Пифагорейцы, по всей вероятности, и были первыми воспитателями Эмпедокла. Его связь с ними не подлежит сомнению – весь круг исповедуемых им идей и верований так или иначе восходит к ним; древние авторы прямо называют его пифагорейцем. Но на этот счет следует оговориться: если он и пифагореец, то какой-то особенный, нетипичный. По мнению Э. Роде, Эмпедокл, будучи пифагорейцем, тем не менее не принадлежал к их товариществу (см. 51, 2, 171). И этому не стоит удивляться. Близость к пифагорейству имела несколько степеней: от пассивной симпатии до одержимой приверженности; можно было оставаться пифагорейцем по духу, не принадлежа формально к организации. Такая внешняя отстраненность от союза при верности его учению – наиболее вероятная позиция Эмпедокла; его поведение как частного лица, его вольное авторское обхождение с пифагорейскими идеями не исключают такой возможности. Ведет он себя не так, как следовало бы ортодоксальному пифагорейцу. По нему не видно, чтобы он был связан культовыми запретами, которые орден налагал на своих членов. Вопреки пифагорейской кружковой этике его уста не сомкнуты, а глаголят беспрестанно. Как создатель сицилийской школы красноречия он учит не молчать, а говорить. Трудно себе представить, чтобы он, гордый и надменный честолюбец, мог ужиться с орденским уставом, с его жесткими ритуальными предписаниями. Если бы он принадлежал к пифагорейскому сообществу, то ему неминуемо грозило бы изгнание. Возможно, так оно и было. Если верить свидетельству историка Тимея, Эмпедокл нарушил орденское правило, обязывающее посвященных не разглашать религиозно-научные знания (см. 3, 150).
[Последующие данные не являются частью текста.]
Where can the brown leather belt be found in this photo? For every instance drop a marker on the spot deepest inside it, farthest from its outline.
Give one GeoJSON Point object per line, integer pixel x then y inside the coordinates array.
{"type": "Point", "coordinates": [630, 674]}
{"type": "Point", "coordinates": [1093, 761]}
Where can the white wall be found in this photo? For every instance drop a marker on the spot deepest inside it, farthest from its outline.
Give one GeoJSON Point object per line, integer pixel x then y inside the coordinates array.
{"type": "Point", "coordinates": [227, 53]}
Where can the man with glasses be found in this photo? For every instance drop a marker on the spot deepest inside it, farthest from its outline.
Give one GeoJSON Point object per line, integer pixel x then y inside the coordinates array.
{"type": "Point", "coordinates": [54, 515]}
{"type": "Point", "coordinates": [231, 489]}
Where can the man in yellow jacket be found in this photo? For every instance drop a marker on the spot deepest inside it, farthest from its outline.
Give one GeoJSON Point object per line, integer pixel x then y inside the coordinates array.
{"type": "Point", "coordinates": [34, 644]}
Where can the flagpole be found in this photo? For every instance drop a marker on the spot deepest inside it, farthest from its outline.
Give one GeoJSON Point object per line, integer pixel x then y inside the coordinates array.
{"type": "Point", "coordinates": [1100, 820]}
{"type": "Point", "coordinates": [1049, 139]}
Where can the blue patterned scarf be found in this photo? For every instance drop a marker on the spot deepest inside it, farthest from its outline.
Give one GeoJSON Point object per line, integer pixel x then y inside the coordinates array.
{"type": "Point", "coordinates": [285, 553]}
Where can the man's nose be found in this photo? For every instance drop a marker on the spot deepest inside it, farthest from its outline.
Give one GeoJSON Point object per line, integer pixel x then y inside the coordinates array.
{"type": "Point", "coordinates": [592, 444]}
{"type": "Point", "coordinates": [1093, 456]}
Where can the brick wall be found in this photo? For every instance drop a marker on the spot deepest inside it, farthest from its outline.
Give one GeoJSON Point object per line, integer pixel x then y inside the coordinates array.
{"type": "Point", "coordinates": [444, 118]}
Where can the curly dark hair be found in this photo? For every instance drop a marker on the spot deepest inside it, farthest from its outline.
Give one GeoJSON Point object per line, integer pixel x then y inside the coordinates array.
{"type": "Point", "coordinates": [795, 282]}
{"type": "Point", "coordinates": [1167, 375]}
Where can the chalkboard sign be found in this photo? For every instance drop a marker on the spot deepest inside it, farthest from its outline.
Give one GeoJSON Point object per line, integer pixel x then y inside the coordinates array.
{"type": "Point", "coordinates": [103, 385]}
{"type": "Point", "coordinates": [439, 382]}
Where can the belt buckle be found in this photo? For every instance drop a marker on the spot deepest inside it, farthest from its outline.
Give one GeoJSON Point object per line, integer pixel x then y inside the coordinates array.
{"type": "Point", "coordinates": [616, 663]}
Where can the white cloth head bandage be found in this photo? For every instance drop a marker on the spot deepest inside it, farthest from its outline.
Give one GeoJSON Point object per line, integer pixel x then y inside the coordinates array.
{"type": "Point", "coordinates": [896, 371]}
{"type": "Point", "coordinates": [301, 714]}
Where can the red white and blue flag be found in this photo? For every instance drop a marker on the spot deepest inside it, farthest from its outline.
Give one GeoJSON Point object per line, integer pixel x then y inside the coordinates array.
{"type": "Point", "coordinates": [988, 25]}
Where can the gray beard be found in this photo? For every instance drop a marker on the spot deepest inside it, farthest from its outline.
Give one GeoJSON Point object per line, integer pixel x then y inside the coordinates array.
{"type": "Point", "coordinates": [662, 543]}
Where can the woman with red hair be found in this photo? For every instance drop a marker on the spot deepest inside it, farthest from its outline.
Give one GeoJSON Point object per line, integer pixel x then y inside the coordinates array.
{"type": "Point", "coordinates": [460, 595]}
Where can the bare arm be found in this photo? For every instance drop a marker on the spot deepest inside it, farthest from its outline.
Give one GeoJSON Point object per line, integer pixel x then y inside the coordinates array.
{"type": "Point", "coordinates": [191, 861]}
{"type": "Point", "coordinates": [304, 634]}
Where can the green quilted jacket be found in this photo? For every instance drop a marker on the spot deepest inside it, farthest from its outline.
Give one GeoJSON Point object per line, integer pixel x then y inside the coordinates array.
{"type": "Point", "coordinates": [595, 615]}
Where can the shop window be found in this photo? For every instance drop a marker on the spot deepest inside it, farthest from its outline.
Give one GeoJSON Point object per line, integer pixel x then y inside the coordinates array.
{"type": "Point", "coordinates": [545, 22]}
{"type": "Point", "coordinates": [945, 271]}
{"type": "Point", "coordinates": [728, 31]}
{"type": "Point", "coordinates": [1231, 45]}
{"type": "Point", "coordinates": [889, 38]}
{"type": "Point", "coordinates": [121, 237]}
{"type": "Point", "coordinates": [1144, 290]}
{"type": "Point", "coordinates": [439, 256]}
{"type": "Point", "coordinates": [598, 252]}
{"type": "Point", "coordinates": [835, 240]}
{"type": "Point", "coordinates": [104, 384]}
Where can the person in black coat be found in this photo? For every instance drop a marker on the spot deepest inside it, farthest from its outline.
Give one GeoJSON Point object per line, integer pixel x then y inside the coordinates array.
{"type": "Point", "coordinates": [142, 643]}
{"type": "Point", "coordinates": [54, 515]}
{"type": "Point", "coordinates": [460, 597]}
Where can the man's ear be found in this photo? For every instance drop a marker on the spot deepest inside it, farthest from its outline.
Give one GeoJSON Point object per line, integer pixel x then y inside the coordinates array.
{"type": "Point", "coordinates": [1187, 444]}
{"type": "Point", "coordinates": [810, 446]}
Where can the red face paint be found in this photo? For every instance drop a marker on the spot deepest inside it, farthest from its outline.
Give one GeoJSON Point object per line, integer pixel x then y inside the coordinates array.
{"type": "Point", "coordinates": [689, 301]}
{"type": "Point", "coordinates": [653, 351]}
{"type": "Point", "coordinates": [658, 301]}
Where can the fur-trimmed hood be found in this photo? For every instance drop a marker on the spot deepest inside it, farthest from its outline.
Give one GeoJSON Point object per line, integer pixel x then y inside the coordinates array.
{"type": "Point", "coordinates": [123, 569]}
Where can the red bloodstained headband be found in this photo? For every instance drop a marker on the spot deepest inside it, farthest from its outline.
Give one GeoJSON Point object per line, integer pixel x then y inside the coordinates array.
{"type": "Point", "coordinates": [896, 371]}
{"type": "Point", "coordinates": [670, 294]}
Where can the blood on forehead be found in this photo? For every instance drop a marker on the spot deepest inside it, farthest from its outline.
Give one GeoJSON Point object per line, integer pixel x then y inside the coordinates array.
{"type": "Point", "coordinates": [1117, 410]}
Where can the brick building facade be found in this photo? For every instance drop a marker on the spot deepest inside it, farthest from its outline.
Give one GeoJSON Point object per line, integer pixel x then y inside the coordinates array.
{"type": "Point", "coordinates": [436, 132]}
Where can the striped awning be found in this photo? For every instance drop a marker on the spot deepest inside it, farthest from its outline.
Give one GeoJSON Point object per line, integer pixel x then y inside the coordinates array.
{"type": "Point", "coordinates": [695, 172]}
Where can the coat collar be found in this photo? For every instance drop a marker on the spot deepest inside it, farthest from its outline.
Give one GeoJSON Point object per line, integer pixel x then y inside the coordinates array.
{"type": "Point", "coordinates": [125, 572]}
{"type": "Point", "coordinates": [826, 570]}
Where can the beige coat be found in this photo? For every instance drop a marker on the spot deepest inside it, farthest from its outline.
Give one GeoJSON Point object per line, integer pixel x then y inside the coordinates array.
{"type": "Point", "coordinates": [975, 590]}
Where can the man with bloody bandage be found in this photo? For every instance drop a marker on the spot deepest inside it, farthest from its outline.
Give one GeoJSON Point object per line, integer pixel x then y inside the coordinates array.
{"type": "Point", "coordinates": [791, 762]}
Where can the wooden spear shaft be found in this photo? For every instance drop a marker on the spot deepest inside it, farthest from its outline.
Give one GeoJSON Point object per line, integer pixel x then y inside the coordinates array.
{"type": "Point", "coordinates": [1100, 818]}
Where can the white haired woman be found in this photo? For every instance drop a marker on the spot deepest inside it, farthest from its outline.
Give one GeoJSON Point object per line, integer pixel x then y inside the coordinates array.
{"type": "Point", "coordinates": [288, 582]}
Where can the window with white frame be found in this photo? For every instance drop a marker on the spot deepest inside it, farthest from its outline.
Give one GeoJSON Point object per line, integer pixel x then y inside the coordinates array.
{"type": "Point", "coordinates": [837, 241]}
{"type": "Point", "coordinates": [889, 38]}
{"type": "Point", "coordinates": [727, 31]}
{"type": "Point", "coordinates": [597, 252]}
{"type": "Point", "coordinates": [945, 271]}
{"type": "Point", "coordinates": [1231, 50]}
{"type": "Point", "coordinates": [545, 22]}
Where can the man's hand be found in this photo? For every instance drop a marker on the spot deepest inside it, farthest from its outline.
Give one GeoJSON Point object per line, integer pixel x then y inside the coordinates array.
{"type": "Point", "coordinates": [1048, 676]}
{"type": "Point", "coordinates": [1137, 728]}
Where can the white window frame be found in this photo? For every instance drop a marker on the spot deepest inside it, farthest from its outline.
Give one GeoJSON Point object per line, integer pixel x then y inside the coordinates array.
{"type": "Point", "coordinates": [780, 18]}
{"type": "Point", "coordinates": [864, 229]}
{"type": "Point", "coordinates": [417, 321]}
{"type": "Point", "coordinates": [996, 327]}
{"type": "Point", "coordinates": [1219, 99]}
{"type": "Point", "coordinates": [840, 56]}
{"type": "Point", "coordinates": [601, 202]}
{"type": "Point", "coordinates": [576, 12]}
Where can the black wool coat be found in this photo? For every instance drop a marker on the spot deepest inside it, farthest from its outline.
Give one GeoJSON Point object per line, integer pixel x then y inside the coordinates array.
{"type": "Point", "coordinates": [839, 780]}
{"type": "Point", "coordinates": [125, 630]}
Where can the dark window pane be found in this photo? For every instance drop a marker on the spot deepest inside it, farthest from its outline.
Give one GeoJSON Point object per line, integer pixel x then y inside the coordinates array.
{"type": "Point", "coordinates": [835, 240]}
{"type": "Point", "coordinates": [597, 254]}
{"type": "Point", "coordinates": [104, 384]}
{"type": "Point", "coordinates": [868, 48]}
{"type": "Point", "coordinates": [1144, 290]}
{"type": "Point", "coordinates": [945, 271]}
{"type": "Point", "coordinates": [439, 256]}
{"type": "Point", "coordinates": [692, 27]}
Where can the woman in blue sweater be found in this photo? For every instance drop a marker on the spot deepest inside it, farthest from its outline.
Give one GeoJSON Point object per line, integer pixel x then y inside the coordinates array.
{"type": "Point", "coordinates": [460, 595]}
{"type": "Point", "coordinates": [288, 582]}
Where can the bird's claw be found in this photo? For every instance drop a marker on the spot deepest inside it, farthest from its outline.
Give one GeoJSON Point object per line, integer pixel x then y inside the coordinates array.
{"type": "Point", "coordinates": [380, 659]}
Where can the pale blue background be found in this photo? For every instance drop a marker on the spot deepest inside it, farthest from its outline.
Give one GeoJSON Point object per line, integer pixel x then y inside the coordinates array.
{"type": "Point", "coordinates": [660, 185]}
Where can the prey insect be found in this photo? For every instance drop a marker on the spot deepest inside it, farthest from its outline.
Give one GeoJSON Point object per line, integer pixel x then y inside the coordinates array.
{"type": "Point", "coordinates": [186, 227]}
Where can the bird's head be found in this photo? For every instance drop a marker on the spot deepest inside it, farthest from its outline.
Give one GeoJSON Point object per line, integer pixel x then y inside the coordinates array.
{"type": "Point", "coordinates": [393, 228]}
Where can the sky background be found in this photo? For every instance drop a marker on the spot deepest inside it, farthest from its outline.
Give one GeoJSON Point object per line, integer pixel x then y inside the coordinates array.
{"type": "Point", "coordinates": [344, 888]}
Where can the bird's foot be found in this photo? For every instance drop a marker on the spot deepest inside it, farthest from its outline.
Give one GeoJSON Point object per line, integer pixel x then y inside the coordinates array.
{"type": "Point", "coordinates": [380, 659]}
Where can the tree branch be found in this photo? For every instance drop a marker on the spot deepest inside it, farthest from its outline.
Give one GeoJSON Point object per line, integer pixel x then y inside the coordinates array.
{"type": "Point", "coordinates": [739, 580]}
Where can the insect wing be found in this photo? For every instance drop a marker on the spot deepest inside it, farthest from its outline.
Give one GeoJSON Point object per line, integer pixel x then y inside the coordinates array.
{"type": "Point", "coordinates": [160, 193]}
Известно, что пифагорейская школа не была открытым, экзотерическим заведением. В нее можно было войти только через церемонию посвящения. Лицам, принятым в братство, предписывалось блюсти уставной этикет и не разглашать духовные таинства. В тайнах не было ничего антиобщественного или заговорщицкого; за тайну принимались мысли и знания, или известные за пределами школы, или могущие быть таковыми. Это подтверждается тем, что двери пифагорейских клубов по существу были открыты для всех; достаточно было пройти процедуру приема. Точно так же, как Элевсинские мистерии. К ним мог приобщиться всякий, кто бы ни пожелал; вся Эллада исповедовала элевсинскую мистериальную религию; и тем не менее все, что совершалось во время священных служб, оставалось тайной. Тайна в пифагорействе имела не буквальный, а символический смысл: определенные знания и действия освящались таинственным смыслом, коллективно почитались мистическими, обретая теплоту интимного сплочения участников собраний. Клятвенно обязуясь хранить тайну, человек тем самым связывал себя узами корпоративно-братского родства с другими лицами. Естественно, что нарушивший обет неразглашения отлучался от организации и предавался анафеме. Эмпедокл, как нам кажется, и был одним из таких нечестивцев. Прошел ли он все ступени посвящения и был ли полномочным членом пифагорейской религиозно-политической корпорации или лишь состоял слушателем, т. е. кандидатом, «оглашенным», трудно сказать. Ясно только то, что он восстал против обычая приписывать Пифагору (давно умершему) все интеллектуальные достижения школы. Авторское самолюбие Эмпедокла не захотело мириться с этим, и он опубликовал, т. е. распространил, свои сочинения, где в своей редакции представил пифагорейскую тайную доктрину. За это он был отлучен от коллективных ученых оргий. Орден принял постановление: не допускать к участию в секретных собраниях стихотворцев (каким был Эмпедокл), не способных держать язык за зубами (см. 3, 150).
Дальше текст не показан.